Gripten korunmak isteyenlerin sağlıklı ve dengeli beslenmesi gerektiğini ifade eden diyetisyenler, "Besin çeşitliliğinin sağlanması, doğru seçimlerin yapılması, yeterli ve dengeli beslenme konusunda sürekliliğin sağlanması hastalıklardan korunmada çok daha etkindir. B ve C vitaminleri suda eriyen vitaminler olduğundan vücudumuzda depo edilmiyor. Bağışıklık sistemimizi güçlü tutmak adına özellikle turunçgiller sınıfındaki meyveler ve mevsimindeki sebzeler ile düzenli beslenmemiz gerekmektedir. Sebze ve meyveler büyüme ve gelişmeye yardımcı olduğu gibi hücre yenilenmesini ve doku onarımını sağlarlar ayrıca hastalıklara karşı direncin oluşumunda etkindirler. Yeterli ve dengeli beslenebilmek için çeşitli renk ve türdeki sebze ve meyvelerin tüketimi önemlidir.
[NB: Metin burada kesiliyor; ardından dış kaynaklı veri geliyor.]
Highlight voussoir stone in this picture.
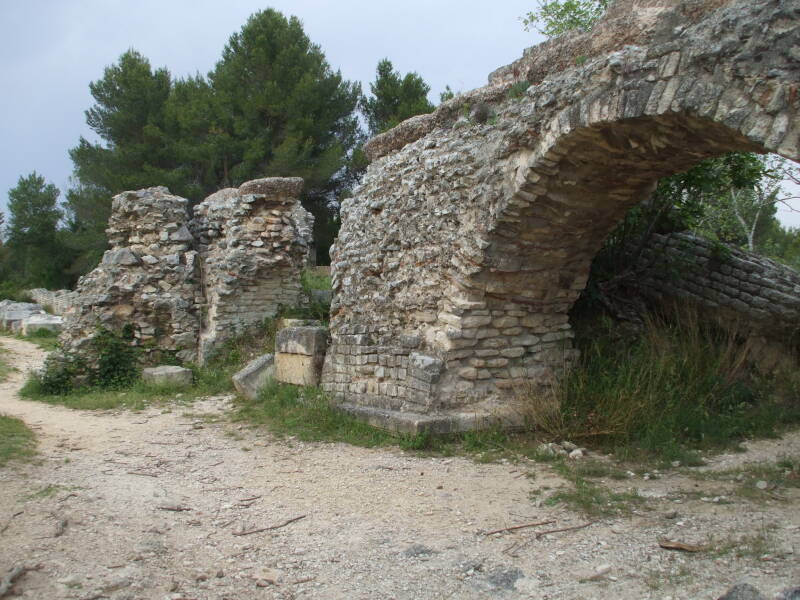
[142,365,194,387]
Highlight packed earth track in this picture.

Sabah kahvaltısında da olmak üzere her öğünde sebze ve meyve tüketimine özen gösterilmeli, günde en az 5 porsiyon (400 gram) tüketilmelidir.
Savunma sistemini güçlendirici özelliği olan A ve C vitamini gibi antioksidan vitaminlerden zengin, havuç, brokoli, kabak, lahana, karnabahar, maydanoz gibi sebzelerin yanı sıra kış aylarında bolca bulunan portakal, mandalina, elma, greyfurt gibi meyveler tercih edilebilir. Besin değeri ve ekonomik olması açısından mevsiminde, bol ve ucuz bulunduğu dönemlerde tüketilmesi daha uygundur. Sebze ve meyvelerin taze olarak tüketilmesi daha yararlıdır. Vitamin ve minerallerin çoğu, sebze ve meyvelerin özellikle dış yapraklarında, kabuğunda veya kabuğun hemen altındaki kısımlarında bulunduğundan yenilebilenlerin kabukları soyulmamalı, soyulması gerekiyorsa mümkün olduğunca ince soyulmalıdır. B ve C vitamini gibi bazı vitaminler ısı ile kolayca kayba uğradığından sebzeler mümkün olduğunca kısa sürede ve diriliği korunacak şekilde pişirilmelidir. Suda eriyen vitaminlerin (vitamin C, B2, folik asit vb) büyük bir kısmında kayıplar olduğu için sebzelerin haşlama suyu kesinlikle dökülmemelidir" ifadelerine yer verdi.